US Dollar vs Australian Dollar: AUD/USD Holds Above 70 Cents as Rate Expectations Diverge
The US dollar and the Australian dollar are pulling in different directions this week, keeping the AUD/USD pair elevated near multi-year highs as markets weigh a steady Federal Reserve against rising bets the Reserve Bank of Australia will tighten policy. In early Thursday trading, Jan. 29, 2026, ET, the Australian dollar hovered around 0.70 to the low 0.70s against the greenback, extending a recent run that has pushed the currency back above 70 U.S. cents.

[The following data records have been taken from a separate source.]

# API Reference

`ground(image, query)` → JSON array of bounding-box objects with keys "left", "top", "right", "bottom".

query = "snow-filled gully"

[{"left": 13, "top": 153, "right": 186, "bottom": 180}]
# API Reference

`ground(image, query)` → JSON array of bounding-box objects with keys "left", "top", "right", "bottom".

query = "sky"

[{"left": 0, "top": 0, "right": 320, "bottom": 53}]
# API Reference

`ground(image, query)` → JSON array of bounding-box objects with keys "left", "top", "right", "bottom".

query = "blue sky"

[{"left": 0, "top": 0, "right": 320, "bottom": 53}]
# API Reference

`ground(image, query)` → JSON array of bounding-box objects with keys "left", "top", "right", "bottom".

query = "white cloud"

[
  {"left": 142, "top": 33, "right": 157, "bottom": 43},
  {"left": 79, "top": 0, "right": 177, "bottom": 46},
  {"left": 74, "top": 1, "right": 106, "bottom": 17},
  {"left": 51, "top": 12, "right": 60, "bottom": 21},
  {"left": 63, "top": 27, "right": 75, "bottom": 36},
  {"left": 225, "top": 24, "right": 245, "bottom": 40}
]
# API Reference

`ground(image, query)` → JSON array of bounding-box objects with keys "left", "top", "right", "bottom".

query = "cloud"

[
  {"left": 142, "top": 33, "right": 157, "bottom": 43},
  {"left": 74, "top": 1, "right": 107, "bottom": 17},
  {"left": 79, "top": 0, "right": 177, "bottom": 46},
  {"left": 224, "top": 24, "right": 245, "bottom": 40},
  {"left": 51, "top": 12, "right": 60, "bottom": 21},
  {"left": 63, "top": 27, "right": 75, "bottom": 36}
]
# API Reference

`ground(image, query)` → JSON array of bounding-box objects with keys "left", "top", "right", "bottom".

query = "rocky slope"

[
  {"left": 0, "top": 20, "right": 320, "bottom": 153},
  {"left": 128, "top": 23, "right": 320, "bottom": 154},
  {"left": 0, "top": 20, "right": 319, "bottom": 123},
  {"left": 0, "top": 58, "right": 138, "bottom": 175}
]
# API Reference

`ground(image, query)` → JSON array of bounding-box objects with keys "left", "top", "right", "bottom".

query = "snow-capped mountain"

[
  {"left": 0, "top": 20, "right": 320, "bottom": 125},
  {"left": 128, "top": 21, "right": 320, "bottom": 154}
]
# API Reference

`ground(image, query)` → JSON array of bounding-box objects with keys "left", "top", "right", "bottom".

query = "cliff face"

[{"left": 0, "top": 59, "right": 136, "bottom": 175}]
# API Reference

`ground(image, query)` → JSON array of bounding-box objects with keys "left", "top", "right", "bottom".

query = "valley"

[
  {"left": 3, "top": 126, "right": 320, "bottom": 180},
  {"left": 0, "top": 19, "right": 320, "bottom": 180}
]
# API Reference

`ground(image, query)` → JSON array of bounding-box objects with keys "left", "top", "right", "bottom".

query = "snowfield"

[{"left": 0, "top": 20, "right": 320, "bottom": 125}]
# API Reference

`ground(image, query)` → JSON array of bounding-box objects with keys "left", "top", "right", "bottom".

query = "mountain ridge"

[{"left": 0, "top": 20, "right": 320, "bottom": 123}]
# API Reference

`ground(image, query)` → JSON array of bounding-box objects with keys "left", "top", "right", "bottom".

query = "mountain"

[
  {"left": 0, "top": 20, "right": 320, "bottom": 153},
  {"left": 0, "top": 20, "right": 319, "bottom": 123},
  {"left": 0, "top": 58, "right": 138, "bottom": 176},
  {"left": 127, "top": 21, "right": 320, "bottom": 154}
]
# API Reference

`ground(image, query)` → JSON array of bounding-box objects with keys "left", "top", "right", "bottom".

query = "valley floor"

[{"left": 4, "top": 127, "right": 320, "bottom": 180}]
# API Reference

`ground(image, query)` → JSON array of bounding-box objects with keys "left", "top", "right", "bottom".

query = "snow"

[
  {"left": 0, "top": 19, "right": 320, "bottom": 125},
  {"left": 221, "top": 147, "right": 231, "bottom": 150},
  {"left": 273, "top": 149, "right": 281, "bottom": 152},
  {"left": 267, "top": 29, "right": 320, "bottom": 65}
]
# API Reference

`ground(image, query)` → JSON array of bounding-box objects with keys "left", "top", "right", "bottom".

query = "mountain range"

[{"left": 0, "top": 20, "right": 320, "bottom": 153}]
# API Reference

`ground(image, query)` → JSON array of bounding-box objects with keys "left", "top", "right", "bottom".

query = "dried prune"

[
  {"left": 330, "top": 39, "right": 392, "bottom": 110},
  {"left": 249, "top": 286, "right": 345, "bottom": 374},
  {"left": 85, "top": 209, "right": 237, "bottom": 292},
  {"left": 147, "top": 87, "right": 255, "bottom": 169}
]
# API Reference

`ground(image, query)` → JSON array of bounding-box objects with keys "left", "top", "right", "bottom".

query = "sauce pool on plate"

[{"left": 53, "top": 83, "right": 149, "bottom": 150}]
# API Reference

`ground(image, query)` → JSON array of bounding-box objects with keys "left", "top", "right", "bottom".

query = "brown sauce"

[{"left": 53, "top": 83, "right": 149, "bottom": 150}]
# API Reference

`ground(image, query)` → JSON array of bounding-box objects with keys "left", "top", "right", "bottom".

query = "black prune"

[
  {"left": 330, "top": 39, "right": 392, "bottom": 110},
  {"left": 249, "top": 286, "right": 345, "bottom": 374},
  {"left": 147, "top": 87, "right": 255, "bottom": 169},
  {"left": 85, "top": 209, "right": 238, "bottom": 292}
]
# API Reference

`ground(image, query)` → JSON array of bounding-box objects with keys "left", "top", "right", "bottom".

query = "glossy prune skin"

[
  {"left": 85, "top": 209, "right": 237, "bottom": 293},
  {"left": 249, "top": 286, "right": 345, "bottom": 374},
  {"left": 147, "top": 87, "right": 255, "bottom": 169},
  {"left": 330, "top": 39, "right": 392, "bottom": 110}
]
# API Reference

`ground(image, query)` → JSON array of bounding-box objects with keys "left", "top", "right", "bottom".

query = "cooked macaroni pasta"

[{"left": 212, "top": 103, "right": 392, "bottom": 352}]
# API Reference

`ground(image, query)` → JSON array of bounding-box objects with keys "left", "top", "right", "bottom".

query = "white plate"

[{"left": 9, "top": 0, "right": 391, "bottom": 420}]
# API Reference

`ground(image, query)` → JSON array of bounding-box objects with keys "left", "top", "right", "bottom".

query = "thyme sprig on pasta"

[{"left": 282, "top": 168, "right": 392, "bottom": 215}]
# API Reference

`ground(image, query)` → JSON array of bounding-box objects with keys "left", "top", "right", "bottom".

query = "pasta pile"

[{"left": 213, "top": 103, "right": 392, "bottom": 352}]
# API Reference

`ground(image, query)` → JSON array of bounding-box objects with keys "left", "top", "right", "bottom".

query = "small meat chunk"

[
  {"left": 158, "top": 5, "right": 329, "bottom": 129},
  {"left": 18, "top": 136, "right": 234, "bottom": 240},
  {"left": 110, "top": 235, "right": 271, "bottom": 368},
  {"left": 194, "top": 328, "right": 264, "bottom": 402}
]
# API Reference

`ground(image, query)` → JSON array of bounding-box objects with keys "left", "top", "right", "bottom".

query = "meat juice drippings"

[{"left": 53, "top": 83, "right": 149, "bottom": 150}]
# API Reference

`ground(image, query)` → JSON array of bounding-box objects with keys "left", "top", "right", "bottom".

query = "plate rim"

Moves at these levels are drawing attention well beyond traders, because the AUD is a bellwether for global risk appetite and a direct input into pricing for travel, imported goods, corporate hedging, and commodity-linked revenue.
Australian dollar stays firm as inflation revives a February hike case
The main support under the Australian dollar right now is the shift in interest-rate expectations in Australia. Recent inflation data strengthened the argument that price pressures are not cooling quickly enough to sit comfortably inside the central bank’s target band. As a result, market pricing has increasingly leaned toward a rate increase at the Reserve Bank of Australia’s early-February policy meeting.
That shift matters because currency markets tend to front-run central banks. When traders expect Australian rates to rise, the yield advantage of holding Australian-dollar assets can widen, pulling demand into AUD and lifting AUD/USD even if the domestic economy is only growing modestly.
Some specifics have not been publicly clarified about whether policymakers see the next move as a single “insurance” hike or the start of a longer tightening run. Further specifics were not immediately available about how quickly inflation is expected to ease once temporary price pressures fade.
US dollar steadies after the Fed holds rates, but the floor is still shifting
On the US side, the Federal Reserve held interest rates steady at its January meeting, signaling patience rather than urgency. That decision helped stabilize the US dollar after a choppy stretch, but it did not decisively reverse the broader narrative that the next major shift in US rates may still be lower later in the year if inflation continues to cool and the labor market remains balanced.
For AUD/USD, that nuance matters. A steady Fed can support the US dollar in the short term, but the Australian dollar can still outperform if investors believe Australia is moving toward tighter policy while the US is on hold. The result is a tug-of-war: the greenback’s safe-haven appeal and relative growth story on one side, and Australia’s rates-and-commodities profile on the other.
How AUD/USD pricing works and why rate spreads do so much of the heavy lifting
AUD/USD is not just a “two currencies” story; it is a rates story expressed through a currency pair. In practice, global investors compare the expected return on cash and short-term government debt in the United States versus Australia, then adjust for risk. If Australia’s expected path moves higher relative to the US, that spread can pull capital toward AUD. If the spread narrows, the US dollar often regains ground.
Positioning and hedging amplify the move. Exporters, importers, asset managers, and banks routinely hedge currency exposure using forwards and futures. When the pair rises quickly, some hedgers lock in rates, while momentum traders may add to trend positions, pushing the market further than fundamentals alone would suggest. That is why AUD/USD can move sharply around key events like central-bank meetings and inflation releases, even if the day-to-day economic backdrop has not dramatically changed.
Who feels it now, and the next milestones for AUD and the US dollar
Two groups feel the move immediately: households and businesses. Households planning overseas travel or buying imported goods can see costs shift quickly when the Australian dollar strengthens or weakens. Businesses that import inventory into Australia or sell Australian commodities and services abroad face real margin pressure if they are not hedged, because currency swings can change input costs and overseas revenue when converted back into local currency.
Investors are also directly affected. A firmer AUD can change returns for Australians holding unhedged US assets, while a steadier US dollar can influence global commodity pricing and appetite for risk across equities and emerging markets.
The next verifiable milestones are policy events. The Reserve Bank of Australia’s February rate decision is the near-term focal point for the Australian dollar, while the next US inflation and jobs updates will shape expectations for when the Federal Reserve might move again. Until those dates pass, AUD/USD is likely to trade as a referendum on which central bank blinks first—and whether markets continue to reward Australia’s rate outlook more than the US dollar’s defensive appeal.